Deciphering multi-organ protein regulatory strategies in the Asian frog, Pelophylax nigromaculatus during hibernation to elucidate energy homeostasis maintenance mechanisms

Hibernation is a low-energy consumption survival strategy adopted by organisms to cope with adverse environments such as low temperatures and food scarcity. This study used the Pelophylax nigromaculatus as the model organism, and for the first time comprehensively analyzed the proteomic and phosphoproteomic regulatory networks in its kidneys, liver, and lungs through DIA quantitative proteomics technology, revealing specialized organ protection mechanisms under the hypometabolic state of hibernation. The research found that the regulation of these proteins relates to glycolysis and glycogenolysis, enhanced intracellular substance transport, membrane repair and energy buffering, rapid degradation of glycation end products, mitigation of inflammatory responses, and maintenance of signal transduction and cellular morphology.
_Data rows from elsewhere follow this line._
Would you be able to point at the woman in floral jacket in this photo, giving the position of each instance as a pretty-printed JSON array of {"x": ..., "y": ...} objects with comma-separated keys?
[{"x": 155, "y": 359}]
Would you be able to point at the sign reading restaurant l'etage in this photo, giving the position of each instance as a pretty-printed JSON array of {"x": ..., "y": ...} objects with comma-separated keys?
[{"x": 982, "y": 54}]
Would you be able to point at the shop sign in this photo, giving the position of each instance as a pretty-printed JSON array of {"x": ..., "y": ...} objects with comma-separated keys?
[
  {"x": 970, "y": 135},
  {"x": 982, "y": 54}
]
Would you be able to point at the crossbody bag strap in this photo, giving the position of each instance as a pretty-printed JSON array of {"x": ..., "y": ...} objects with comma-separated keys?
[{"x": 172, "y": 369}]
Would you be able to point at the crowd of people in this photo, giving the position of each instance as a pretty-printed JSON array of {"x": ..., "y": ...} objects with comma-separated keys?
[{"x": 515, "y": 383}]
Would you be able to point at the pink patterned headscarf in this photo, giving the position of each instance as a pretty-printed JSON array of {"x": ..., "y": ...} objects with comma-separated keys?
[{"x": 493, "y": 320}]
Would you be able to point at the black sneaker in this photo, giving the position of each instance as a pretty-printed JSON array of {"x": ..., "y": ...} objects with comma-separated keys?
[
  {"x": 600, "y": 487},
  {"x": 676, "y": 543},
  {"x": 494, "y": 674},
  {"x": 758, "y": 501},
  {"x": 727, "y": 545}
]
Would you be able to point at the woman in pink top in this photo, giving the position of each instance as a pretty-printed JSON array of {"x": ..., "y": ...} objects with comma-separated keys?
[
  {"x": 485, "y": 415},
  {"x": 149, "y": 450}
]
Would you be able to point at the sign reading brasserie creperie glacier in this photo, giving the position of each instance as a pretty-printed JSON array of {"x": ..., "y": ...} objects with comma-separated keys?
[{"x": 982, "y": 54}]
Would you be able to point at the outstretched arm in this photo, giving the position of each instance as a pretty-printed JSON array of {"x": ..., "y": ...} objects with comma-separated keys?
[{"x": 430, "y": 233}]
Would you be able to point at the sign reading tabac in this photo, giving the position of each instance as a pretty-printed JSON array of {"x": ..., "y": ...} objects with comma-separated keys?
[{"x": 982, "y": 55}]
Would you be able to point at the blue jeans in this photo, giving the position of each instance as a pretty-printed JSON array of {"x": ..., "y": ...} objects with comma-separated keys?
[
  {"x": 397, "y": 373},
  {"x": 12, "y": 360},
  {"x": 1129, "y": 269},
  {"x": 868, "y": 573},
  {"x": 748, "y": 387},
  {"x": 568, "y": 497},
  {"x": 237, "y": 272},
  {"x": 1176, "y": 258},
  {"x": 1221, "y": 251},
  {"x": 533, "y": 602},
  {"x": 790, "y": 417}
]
Using the glycogenolysis inhibitor CP-91149 to block glycogen breakdown, the study investigated frog hibernation status when glycogenolysis was inhibited to a certain extent, with results showing these frogs exhibited higher mortality during hibernation. This research not only provides substantial reliable data for elucidating the molecular mechanisms of amphibian hibernation but also establishes a foundational framework for understanding the molecular regulation of animal low-energy metabolism.